Le demandeur ayant dans le cadre du présent recours encore apporté des précisions à l’appui de ses prétentions, sans que l’Etat ait rencontré ces prétentions quant à leur principe et quant à leur montant, le tribunal confronté à un dossier non autrement instruit en défense, est partant amené à faire droit aux conclusions du demandeur, faute pour le bulletin déféré de se justifier par ses propres éléments de motivation, voire pour le dossier administratif versé en cause de comporter des éléments suffisamment précis pour retracer la démarche suivie à la base par le bureau d’imposition.

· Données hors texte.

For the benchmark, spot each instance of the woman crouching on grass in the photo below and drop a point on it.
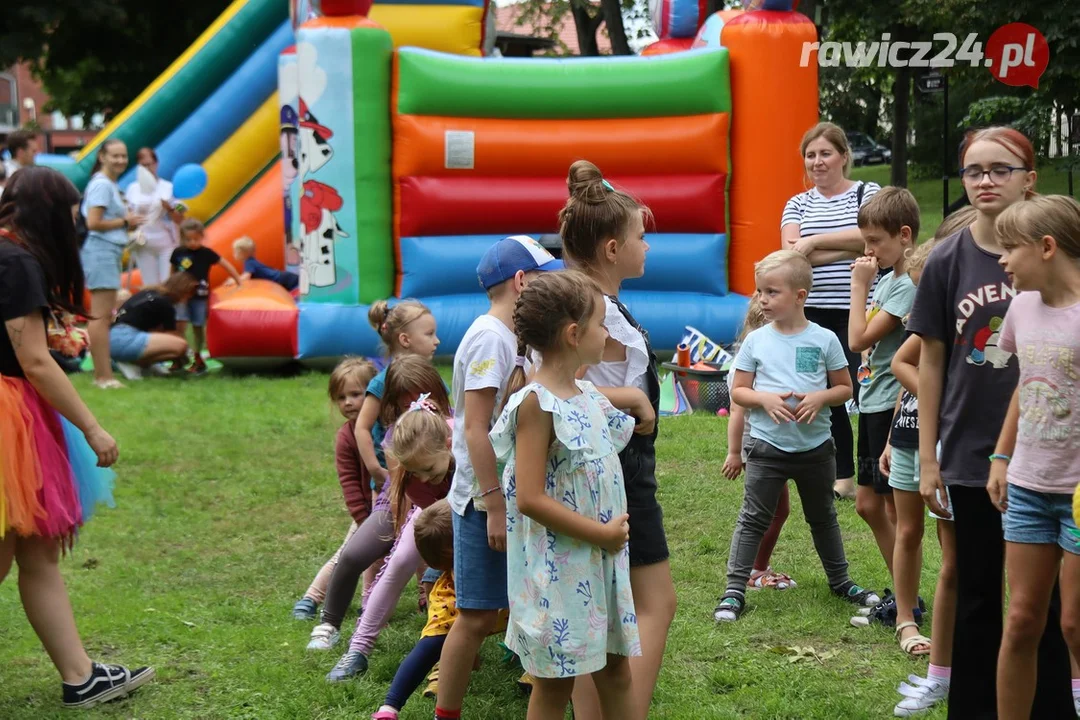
(53, 452)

Il résulte de l’ensemble des considérations qui précèdent qu’en l’état actuel de l’instruction du dossier, il y a lieu, par réformation du bulletin d’impôt déféré, de dire qu’il n’y a pas lieu de procéder aux reprises opérées par le bureau d’imposition en ce qui concerne les frais de saisie et de restaurant, de téléphone, de bureau, de voiture, de parking et de voyage.

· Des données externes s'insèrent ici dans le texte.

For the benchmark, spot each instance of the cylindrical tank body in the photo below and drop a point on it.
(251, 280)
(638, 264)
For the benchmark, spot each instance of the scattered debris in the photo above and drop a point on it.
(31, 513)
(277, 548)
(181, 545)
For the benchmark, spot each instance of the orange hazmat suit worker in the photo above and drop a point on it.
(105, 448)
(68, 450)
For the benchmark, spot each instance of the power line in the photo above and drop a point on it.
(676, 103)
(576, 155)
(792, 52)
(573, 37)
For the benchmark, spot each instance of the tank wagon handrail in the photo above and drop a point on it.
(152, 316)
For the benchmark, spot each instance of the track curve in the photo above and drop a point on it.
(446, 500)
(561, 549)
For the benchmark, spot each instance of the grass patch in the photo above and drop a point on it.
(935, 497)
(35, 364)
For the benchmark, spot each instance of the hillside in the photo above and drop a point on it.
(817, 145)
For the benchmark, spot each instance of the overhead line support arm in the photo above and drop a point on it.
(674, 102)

Par ces motifs, le tribunal administratif, deuxième chambre, statuant à l’égard de toutes les parties ;
déclare le recours en réformation irrecevable dans la mesure où il a été introduit par Madame … ;
pour le surplus, reçoit le recours en réformation en la forme en tant qu’introduit par Monsieur … ;
au fond, le déclare justifié ;
partant, par réformation du bulletin d’impôt sur le revenu de l’année 2005 du 19 décembre 2007, dit qu’il n’y a pas lieu de procéder aux reprises opérées par le bureau d’imposition en ce qui concerne les frais de saisie et de restaurant, de téléphone, de bureau, de voiture, de parking et de voyage ;
renvoie le dossier au directeur de l’administration des Contributions directes aux fins de transmission au bureau d’imposition compétent ;
déclare le recours subsidiaire en annulation irrecevable ;
condamne l’Etat aux frais.
Ainsi jugé par :
Carlo Schockweiler, premier vice-président, Martine Gillardin, premier juge, Annick Braun, juge, et lu à l’audience publique du 19 octobre 2009 par le premier vice-président, en présence du greffier en chef Claude Legille.